The Tampa Bay Times won two Pulitzer Prizes on Monday for investigations that exposed rampant indifference and inequity in five predominantly African-American Pinellas County schools and neglect in Florida's state-run mental health system.
Reporters Cara Fitzpatrick, 35, Lisa Gartner, 28, and Michael LaForgia, 32, won the Pulitzer award for local reporting. Combining data and powerful narrative accounts, the reporters detailed how the Pinellas County School Board's 2007 decision to abandon integration followed by years of neglect turned five once-average St. Petersburg schools into some of the worst in the state of Florida.
Times reporters Leonora LaPeter Anton, 51, and Anthony Cormier, 37, won the award for investigative reporting after a year-long examination of Florida's six primary mental health hospitals. The reporting, as part of a joint project with Sarasota Herald-Tribune reporter Michael Braga, uncovered a pattern of neglect and $100 million in budget cuts that created warehouses of violence where deaths and physical attacks spiked.

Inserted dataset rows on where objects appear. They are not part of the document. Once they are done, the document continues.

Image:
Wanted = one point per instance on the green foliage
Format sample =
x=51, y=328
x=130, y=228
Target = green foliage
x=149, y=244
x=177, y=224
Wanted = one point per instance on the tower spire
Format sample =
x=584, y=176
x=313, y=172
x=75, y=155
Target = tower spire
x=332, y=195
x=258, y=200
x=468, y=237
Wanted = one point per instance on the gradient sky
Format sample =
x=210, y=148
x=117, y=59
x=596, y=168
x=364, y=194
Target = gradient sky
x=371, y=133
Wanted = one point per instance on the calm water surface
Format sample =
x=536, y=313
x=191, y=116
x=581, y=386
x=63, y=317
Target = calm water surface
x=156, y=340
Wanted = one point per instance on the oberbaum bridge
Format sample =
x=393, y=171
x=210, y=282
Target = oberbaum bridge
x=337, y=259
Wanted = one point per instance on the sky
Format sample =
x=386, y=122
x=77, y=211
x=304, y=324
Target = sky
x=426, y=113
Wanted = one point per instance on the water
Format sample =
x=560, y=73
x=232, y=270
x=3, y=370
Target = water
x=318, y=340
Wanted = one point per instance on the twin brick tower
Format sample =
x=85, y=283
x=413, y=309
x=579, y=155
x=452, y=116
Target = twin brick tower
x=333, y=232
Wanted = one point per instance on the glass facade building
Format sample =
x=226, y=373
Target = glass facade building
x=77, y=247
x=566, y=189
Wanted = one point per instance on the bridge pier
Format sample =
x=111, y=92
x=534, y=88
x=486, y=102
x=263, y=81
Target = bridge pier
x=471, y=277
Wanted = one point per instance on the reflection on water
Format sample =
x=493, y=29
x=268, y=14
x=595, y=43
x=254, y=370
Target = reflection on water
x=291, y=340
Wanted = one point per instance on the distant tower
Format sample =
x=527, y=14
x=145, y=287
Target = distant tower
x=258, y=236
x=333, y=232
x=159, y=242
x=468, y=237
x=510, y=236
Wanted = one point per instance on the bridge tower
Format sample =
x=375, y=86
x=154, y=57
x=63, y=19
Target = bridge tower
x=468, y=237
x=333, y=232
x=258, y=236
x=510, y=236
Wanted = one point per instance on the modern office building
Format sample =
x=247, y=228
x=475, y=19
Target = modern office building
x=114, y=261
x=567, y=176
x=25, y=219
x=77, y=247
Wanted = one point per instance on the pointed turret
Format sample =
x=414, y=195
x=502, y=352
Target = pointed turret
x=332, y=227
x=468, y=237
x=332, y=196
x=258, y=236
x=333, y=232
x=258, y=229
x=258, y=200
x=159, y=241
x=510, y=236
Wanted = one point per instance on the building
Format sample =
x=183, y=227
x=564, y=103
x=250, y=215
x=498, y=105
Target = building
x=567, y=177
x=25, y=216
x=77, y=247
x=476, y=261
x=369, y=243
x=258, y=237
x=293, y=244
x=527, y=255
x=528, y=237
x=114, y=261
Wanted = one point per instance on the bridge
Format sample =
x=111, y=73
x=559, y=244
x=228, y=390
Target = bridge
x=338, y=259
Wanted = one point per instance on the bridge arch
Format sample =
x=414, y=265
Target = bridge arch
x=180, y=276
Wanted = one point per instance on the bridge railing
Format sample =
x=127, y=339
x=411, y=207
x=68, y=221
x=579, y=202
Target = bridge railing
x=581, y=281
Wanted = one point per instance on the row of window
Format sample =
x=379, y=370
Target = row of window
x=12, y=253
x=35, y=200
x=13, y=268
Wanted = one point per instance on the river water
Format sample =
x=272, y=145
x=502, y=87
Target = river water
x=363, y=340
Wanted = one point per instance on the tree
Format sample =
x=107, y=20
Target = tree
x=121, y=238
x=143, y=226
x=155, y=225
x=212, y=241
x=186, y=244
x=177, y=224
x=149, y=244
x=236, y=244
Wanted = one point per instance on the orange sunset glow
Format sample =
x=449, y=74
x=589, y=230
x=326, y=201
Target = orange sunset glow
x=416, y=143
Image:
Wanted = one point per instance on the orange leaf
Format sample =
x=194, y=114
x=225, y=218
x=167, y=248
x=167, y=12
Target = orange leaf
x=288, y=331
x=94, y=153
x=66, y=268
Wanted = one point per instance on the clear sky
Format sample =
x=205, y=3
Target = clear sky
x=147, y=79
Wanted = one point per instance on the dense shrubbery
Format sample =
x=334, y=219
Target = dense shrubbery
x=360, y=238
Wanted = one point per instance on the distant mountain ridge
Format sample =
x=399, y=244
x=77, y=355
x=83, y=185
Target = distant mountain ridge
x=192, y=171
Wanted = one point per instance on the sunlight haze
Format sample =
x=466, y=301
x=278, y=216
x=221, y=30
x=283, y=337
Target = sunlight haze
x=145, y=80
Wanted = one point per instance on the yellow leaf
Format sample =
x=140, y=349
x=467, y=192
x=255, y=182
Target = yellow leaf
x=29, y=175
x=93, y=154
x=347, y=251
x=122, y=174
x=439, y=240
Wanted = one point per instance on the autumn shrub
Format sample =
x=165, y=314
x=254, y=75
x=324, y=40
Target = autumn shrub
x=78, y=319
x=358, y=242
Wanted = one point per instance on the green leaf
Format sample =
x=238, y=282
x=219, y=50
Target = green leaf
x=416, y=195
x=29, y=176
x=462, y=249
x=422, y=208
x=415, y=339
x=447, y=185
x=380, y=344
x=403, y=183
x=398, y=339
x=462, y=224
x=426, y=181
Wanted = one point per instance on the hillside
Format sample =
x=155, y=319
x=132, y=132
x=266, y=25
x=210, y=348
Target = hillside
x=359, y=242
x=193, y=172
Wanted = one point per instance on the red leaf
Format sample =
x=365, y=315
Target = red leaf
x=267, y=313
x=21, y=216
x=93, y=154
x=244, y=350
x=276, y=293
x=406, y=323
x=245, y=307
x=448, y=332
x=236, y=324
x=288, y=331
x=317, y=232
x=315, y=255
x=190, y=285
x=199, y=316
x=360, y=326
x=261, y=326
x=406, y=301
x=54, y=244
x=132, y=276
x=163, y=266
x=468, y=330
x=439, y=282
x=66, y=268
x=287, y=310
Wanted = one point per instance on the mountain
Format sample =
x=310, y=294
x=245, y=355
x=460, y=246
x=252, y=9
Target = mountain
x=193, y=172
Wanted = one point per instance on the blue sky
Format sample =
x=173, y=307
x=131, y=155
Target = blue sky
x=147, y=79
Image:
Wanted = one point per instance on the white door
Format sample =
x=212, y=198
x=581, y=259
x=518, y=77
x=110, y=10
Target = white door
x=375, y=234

The awards, the highest prize in American journalism, are the 11th and 12th in the Times' history. Six have come since 2009.
"It's hard, really hard, to win a Pulitzer Prize. Unbelievable to win two," Times editor Neil Brown said. "This is a great honor and recognition of the Times' commitment to its community."
Reporters, editors and their families gathered in the St. Petersburg newsroom to watch a live video stream of the 3 p.m. Monday announcement. They were joined by Grey's Anatomy actor Jesse Williams, who was interviewing Fitzpatrick, Gartner, LaForgia and Times photographer Dirk Shadd for an upcoming documentary on inequality in education.
The stories surrounding the Pinellas County school system uncovered violence, high teacher turnover and academic failure at five south St. Petersburg elementary schools.
The stories, collectively titled "Failure Factories," showed how 95 percent of black students tested at the schools failed reading or math, the greatest concentration of academic failure in all of Florida.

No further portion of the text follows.